1. Scottish Screen was established in 1997 as the national screen agency for Scotland with a remit to develop screen culture and industry.

2. Dixon's official biography was published at http://www.scottisharts.org.uk/1/latestnews/1007015.aspx

3. It is important to note that, collectively, local councils have contributed substantially (if to varying degrees) towards the funding of culture across Scotland.

4. Initially titled the Scottish Executive on its creation in 1999, it was not until 2012 that it was renamed in law as the Scottish Government.

5. This draft bill was subject to relatively extensive public consultation.

6. This boundary blurring also resulted in a perceived lack of clarity in regards the delineation of responsibility between Creative Scotland and Scottish Enterprise for supporting the creative industries; an area that this paper does not have the space to explore.

7. A Scottish term broadly meaning an uproar, commotion or row, often used in relation to some form of protest.

8. Initially, five of the effected organisations including the Federation of Scottish Theatre and Literature Forum wrote to Fiona Hyslop to make her aware of their concerns for their organisations.

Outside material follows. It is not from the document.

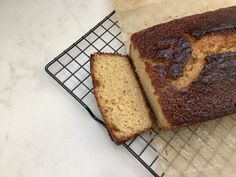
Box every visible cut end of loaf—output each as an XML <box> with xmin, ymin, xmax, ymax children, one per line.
<box><xmin>91</xmin><ymin>52</ymin><xmax>154</xmax><ymax>144</ymax></box>
<box><xmin>130</xmin><ymin>44</ymin><xmax>172</xmax><ymax>129</ymax></box>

9. Social media played a significant roll in both the establishment and dissemination of the discursive narrative and it is an area that would merit detailed investigation.

10. Anne Bonnar had previously fulfilled the role of Transition Director for Creative Scotland.

11. A hashtag is a word or unspaced phrase prefixed with a #. It is a metadata tag used on microblogging sites to link messages related to a specific topic or discussion.

12. McMillan suggests that if the plan continues “senior” artists will take the “obvious option and leave the country” although to which publicly funded cultural Shangri-La is never made clear and the fate of Scotland's “junior” artists does not appear to be of concern.

13. This paper makes no claims as to the degree to which this action has been consciously employed.

14. Gray (Citation2012) identifies this as one of four ways in which societies attempt to overcome the difficulty of linking a heterogeneous “mass” citizenry to the specific practice of policy production. The other three identified are direct, representative and deliberative forms of democracy.

15. This despite the fact that the SG abandoned the arm's length principle when they moved the five national performing companies into a direct funding relationship with central government.

16. In the case of the cultural sector most often in the form of cash subsidies.

17. Indeed Hyslop stated to a parliamentary committee that she saw no problem with its content (SP, Citation2012).

18. It is perhaps worth noting that at the time of writing CS were issuing their new strategic plan (the word corporate now removed from the title). Despite a tonal change, this document remains a statement of how CS's planned actions align with SG objectives.